She closed the shop and remained with the theater company and traveled to the United States, where she stayed until the early 1930s, helped by a young and struggling Cecil Kellaway, having small roles in the films of her cousins Dolores del Río and Ramón Novarro and as hat and make-up consultant for Marlene Dietrich, when the German actress arrived in Hollywood. When she was called from Mexico and offered the role of Rosario in the film La Mujer del Puerto, it was Dietrich's style that inspired her in creating her character.

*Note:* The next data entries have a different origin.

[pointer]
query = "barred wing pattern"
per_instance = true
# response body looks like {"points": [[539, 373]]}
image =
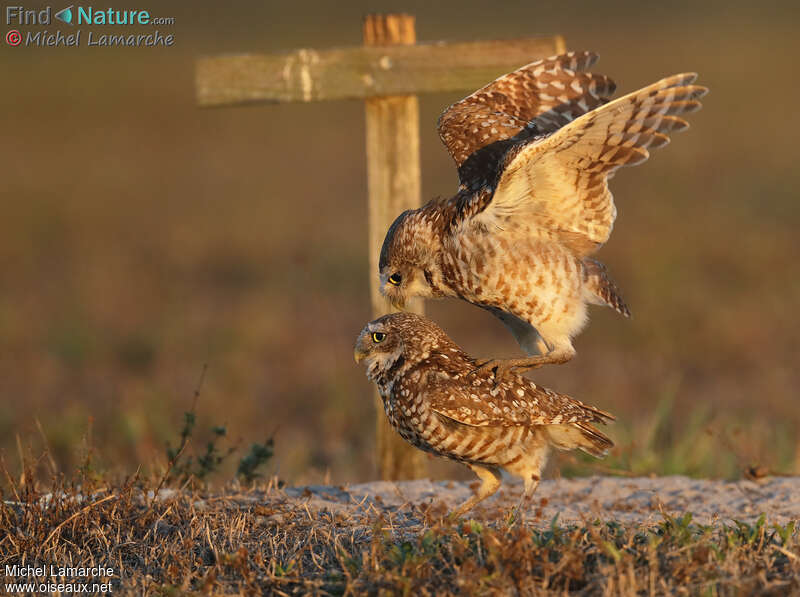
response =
{"points": [[534, 100], [560, 183]]}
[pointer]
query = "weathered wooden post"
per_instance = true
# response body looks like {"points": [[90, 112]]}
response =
{"points": [[394, 185], [388, 72]]}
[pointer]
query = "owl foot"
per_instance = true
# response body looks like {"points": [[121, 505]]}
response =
{"points": [[502, 367]]}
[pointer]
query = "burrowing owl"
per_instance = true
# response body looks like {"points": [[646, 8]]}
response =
{"points": [[534, 150], [437, 404]]}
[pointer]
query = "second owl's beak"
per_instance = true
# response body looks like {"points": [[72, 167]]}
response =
{"points": [[397, 302]]}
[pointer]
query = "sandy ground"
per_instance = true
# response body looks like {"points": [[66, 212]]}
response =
{"points": [[628, 501]]}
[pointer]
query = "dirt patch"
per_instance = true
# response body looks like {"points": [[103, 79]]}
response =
{"points": [[625, 500]]}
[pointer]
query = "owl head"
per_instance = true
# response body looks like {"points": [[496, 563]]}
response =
{"points": [[398, 340], [407, 267]]}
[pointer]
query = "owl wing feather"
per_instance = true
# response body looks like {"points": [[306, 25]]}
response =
{"points": [[536, 99], [490, 405], [560, 183]]}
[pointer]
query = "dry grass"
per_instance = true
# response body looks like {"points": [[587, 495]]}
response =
{"points": [[258, 542]]}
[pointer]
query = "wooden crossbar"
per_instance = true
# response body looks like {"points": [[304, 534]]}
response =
{"points": [[361, 72]]}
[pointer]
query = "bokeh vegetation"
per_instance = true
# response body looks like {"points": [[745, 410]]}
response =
{"points": [[142, 238]]}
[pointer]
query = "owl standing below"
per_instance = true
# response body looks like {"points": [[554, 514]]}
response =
{"points": [[534, 151], [437, 403]]}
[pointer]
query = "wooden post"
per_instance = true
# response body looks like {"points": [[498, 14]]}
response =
{"points": [[393, 183]]}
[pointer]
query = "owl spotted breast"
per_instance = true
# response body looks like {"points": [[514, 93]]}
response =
{"points": [[437, 403], [534, 151]]}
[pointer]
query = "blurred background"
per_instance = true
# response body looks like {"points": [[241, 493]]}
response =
{"points": [[142, 238]]}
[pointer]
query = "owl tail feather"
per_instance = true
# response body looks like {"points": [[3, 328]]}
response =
{"points": [[579, 435], [603, 289]]}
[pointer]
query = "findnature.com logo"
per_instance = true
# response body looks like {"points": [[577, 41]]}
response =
{"points": [[86, 15]]}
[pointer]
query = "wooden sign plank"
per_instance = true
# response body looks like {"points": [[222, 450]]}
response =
{"points": [[361, 72]]}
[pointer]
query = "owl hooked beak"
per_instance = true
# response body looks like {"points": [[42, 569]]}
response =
{"points": [[361, 349], [398, 302], [359, 354]]}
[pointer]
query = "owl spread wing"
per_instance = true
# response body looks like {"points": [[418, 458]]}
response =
{"points": [[534, 100], [560, 183], [509, 403]]}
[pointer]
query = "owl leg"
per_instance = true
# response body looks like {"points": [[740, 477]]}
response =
{"points": [[501, 367], [490, 483]]}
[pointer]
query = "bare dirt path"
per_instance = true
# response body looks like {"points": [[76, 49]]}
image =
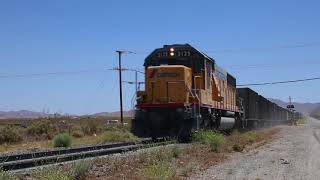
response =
{"points": [[294, 155]]}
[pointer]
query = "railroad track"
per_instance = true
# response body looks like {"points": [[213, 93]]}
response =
{"points": [[41, 158]]}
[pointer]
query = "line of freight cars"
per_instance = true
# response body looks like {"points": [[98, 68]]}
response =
{"points": [[260, 112]]}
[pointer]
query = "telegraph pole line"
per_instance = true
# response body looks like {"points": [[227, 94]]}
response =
{"points": [[120, 52], [120, 85]]}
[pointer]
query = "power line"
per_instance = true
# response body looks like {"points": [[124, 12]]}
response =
{"points": [[50, 74], [279, 82], [258, 49], [62, 73]]}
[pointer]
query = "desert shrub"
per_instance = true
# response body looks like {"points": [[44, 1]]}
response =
{"points": [[303, 120], [213, 138], [121, 128], [90, 127], [43, 128], [52, 174], [117, 136], [237, 147], [4, 175], [10, 134], [159, 170], [251, 137], [186, 170], [81, 169], [77, 134], [62, 140], [176, 151]]}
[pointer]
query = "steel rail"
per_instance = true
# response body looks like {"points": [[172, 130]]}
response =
{"points": [[29, 160]]}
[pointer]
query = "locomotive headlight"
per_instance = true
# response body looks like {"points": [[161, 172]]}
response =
{"points": [[179, 110]]}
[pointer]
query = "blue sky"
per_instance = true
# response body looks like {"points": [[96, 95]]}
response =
{"points": [[54, 36]]}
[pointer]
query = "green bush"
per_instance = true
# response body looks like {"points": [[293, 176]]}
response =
{"points": [[81, 169], [62, 140], [237, 147], [10, 134], [117, 136], [159, 170], [4, 175], [52, 174], [176, 152], [77, 134], [43, 128], [90, 127], [186, 170], [213, 138], [251, 137]]}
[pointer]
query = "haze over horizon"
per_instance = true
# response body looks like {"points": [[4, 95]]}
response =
{"points": [[254, 41]]}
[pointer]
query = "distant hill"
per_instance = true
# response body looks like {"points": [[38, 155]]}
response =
{"points": [[115, 114], [23, 114], [316, 113], [305, 108]]}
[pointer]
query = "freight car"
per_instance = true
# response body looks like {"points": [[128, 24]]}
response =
{"points": [[260, 112], [186, 90]]}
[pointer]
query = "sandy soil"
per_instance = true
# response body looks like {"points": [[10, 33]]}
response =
{"points": [[294, 155]]}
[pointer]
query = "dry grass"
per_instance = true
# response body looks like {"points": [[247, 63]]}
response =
{"points": [[46, 144], [173, 161]]}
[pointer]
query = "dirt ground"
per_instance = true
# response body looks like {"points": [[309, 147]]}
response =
{"points": [[294, 155]]}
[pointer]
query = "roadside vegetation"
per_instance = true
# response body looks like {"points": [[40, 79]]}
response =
{"points": [[6, 176], [166, 162], [302, 120], [44, 133]]}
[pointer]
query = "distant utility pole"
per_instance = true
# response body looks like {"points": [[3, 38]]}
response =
{"points": [[291, 109], [120, 81]]}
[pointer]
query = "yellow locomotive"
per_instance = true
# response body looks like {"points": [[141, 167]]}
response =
{"points": [[185, 90]]}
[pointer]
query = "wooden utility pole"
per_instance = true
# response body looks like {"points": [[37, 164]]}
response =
{"points": [[120, 84]]}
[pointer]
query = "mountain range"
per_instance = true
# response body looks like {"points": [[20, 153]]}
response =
{"points": [[312, 109]]}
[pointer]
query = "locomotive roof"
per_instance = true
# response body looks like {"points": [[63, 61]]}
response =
{"points": [[184, 54], [183, 48]]}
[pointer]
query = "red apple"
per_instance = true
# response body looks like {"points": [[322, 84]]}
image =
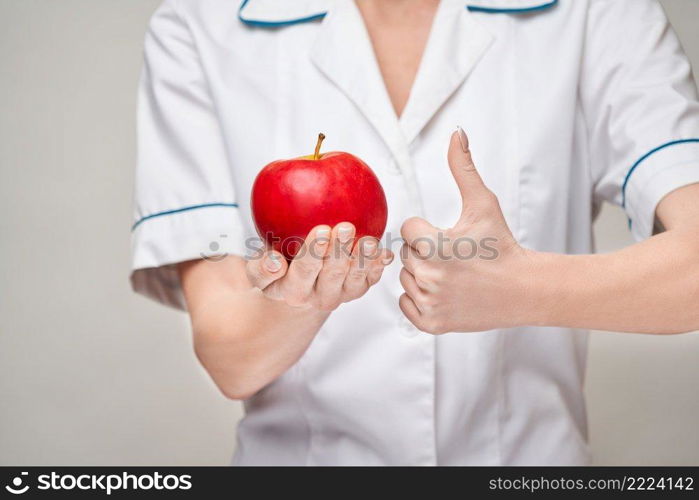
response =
{"points": [[291, 197]]}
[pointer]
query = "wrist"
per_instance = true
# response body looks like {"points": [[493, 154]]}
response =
{"points": [[544, 278]]}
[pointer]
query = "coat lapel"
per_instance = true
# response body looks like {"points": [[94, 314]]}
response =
{"points": [[456, 44], [344, 54]]}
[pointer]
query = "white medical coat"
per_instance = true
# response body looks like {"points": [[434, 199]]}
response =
{"points": [[567, 104]]}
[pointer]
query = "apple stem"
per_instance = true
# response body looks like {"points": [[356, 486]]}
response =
{"points": [[321, 138]]}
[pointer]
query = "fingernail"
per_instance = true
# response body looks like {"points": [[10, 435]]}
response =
{"points": [[344, 232], [463, 139], [273, 263], [322, 236], [368, 247]]}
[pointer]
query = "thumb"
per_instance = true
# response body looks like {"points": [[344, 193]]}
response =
{"points": [[469, 181]]}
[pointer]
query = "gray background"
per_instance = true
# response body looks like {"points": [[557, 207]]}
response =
{"points": [[90, 373]]}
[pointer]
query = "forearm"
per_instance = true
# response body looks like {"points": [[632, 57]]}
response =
{"points": [[650, 287], [246, 340]]}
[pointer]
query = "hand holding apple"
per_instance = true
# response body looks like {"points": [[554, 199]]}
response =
{"points": [[473, 276], [327, 270]]}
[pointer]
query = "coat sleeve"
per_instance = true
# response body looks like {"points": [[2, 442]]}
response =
{"points": [[185, 205], [640, 104]]}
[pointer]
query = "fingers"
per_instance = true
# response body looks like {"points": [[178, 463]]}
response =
{"points": [[336, 266], [411, 287], [379, 265], [303, 271], [463, 169], [409, 309], [267, 269], [419, 234], [364, 257], [410, 258]]}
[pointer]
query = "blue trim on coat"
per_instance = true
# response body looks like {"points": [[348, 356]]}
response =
{"points": [[321, 15], [180, 210], [645, 157]]}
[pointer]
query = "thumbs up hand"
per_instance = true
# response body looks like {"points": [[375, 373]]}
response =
{"points": [[473, 276]]}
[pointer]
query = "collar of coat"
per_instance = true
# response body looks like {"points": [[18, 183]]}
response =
{"points": [[279, 13]]}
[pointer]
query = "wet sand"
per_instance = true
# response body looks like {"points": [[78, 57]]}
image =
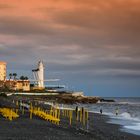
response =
{"points": [[37, 129]]}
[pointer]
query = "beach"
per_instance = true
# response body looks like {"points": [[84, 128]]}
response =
{"points": [[24, 128]]}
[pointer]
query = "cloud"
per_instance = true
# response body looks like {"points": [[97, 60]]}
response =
{"points": [[82, 40]]}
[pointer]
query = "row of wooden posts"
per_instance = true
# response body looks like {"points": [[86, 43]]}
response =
{"points": [[53, 115]]}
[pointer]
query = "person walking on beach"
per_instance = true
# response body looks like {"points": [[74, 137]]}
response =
{"points": [[101, 111]]}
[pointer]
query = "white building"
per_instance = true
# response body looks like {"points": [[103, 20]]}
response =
{"points": [[2, 71]]}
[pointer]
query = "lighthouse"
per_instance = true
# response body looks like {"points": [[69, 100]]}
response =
{"points": [[40, 74]]}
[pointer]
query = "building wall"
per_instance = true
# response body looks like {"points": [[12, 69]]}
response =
{"points": [[18, 85], [2, 71]]}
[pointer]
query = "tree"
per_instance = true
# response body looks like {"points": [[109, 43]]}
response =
{"points": [[14, 74], [26, 78]]}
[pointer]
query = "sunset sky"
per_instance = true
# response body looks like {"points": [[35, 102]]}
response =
{"points": [[91, 45]]}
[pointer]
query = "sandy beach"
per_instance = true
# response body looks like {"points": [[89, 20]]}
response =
{"points": [[25, 129]]}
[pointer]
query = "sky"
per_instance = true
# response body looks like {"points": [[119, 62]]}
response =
{"points": [[91, 45]]}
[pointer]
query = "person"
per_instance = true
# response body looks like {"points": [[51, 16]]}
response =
{"points": [[117, 111], [101, 111]]}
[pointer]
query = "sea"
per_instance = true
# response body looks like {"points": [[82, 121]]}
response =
{"points": [[128, 112]]}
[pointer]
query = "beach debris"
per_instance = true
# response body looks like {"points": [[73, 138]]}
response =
{"points": [[8, 113]]}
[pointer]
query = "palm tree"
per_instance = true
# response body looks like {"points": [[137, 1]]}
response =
{"points": [[10, 75], [26, 78], [22, 78], [14, 74]]}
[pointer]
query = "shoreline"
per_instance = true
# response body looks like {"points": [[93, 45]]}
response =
{"points": [[25, 129]]}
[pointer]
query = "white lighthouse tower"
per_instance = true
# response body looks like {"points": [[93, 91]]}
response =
{"points": [[40, 74]]}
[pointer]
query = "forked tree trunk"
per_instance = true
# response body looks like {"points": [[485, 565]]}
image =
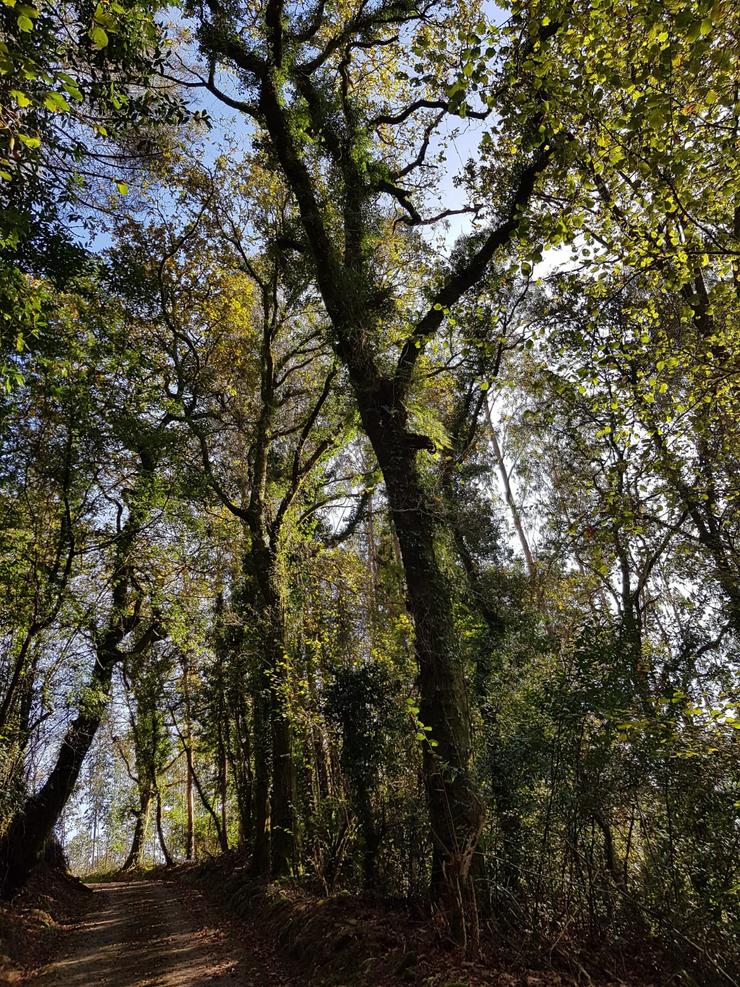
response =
{"points": [[23, 844], [135, 857]]}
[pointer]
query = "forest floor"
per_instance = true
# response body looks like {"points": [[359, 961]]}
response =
{"points": [[150, 933], [189, 927]]}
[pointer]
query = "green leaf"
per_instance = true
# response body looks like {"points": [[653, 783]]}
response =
{"points": [[56, 103], [98, 36]]}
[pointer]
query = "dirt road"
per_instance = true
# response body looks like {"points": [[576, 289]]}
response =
{"points": [[150, 934]]}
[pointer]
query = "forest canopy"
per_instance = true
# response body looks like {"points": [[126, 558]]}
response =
{"points": [[369, 455]]}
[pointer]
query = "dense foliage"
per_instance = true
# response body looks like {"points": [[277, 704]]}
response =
{"points": [[369, 456]]}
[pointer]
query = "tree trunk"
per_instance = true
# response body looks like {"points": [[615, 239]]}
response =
{"points": [[260, 865], [22, 846], [284, 795], [135, 857], [190, 806], [456, 812]]}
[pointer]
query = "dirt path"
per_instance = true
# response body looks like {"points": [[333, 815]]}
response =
{"points": [[149, 934]]}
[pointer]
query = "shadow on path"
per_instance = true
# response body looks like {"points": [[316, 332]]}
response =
{"points": [[141, 934]]}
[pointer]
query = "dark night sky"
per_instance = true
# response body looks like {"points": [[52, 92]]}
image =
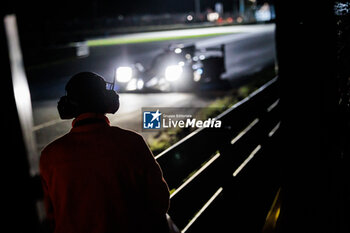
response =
{"points": [[101, 8]]}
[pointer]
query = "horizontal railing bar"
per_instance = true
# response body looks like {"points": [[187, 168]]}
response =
{"points": [[256, 92], [215, 157], [250, 157], [201, 211]]}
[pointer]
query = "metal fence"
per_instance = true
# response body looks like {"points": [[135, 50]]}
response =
{"points": [[224, 168]]}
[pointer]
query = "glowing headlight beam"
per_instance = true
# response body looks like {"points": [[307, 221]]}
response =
{"points": [[173, 73], [124, 74]]}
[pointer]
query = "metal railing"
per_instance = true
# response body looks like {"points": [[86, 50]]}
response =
{"points": [[213, 165]]}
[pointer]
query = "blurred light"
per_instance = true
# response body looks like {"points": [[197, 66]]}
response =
{"points": [[139, 84], [178, 50], [132, 85], [197, 75], [173, 73], [213, 16], [264, 13], [152, 82], [124, 74], [189, 17]]}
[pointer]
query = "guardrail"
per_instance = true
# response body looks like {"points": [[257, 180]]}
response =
{"points": [[223, 169]]}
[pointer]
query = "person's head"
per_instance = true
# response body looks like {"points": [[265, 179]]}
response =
{"points": [[86, 92]]}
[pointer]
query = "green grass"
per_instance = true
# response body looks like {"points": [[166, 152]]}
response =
{"points": [[116, 41]]}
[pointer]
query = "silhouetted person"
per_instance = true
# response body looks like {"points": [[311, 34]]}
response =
{"points": [[98, 178]]}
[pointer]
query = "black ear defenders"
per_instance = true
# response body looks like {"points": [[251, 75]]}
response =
{"points": [[67, 109], [87, 92]]}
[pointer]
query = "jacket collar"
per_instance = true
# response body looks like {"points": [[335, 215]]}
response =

La Mujer del puerto (1934) became an instant success and Palma became a superstar, practically overnight. In the succeeding years, she was much in demand: her next movie was completely opposite to Rosario, playing the famous 17th-century poet, playwright and nun Sor Juana Inés de la Cruz; she returned to Hollywood to make two "Latin films", took a four-year break doing theater and in 1943 she was directed by her brother Julio Bracho in the classic melodrama Distinto amanecer (1943). She played Julieta, a frustrated wife during the day and a prostitute during the night. She appeared in other movies like El Rosario (1943), Los buitres sobre el tejado (1945) and La casa de la zorra (1945). In 1948, Palma participated in a Tarzan vehicle, Tarzan and the Mermaids (1948) starring Johnny Weissmuller. She travelled to Spain to perform in a play and during rehearsals she met actor Enrique Díaz, whom she married. When she returned to Mexico, she was no longer considered a young leading lady and became specialized in character roles.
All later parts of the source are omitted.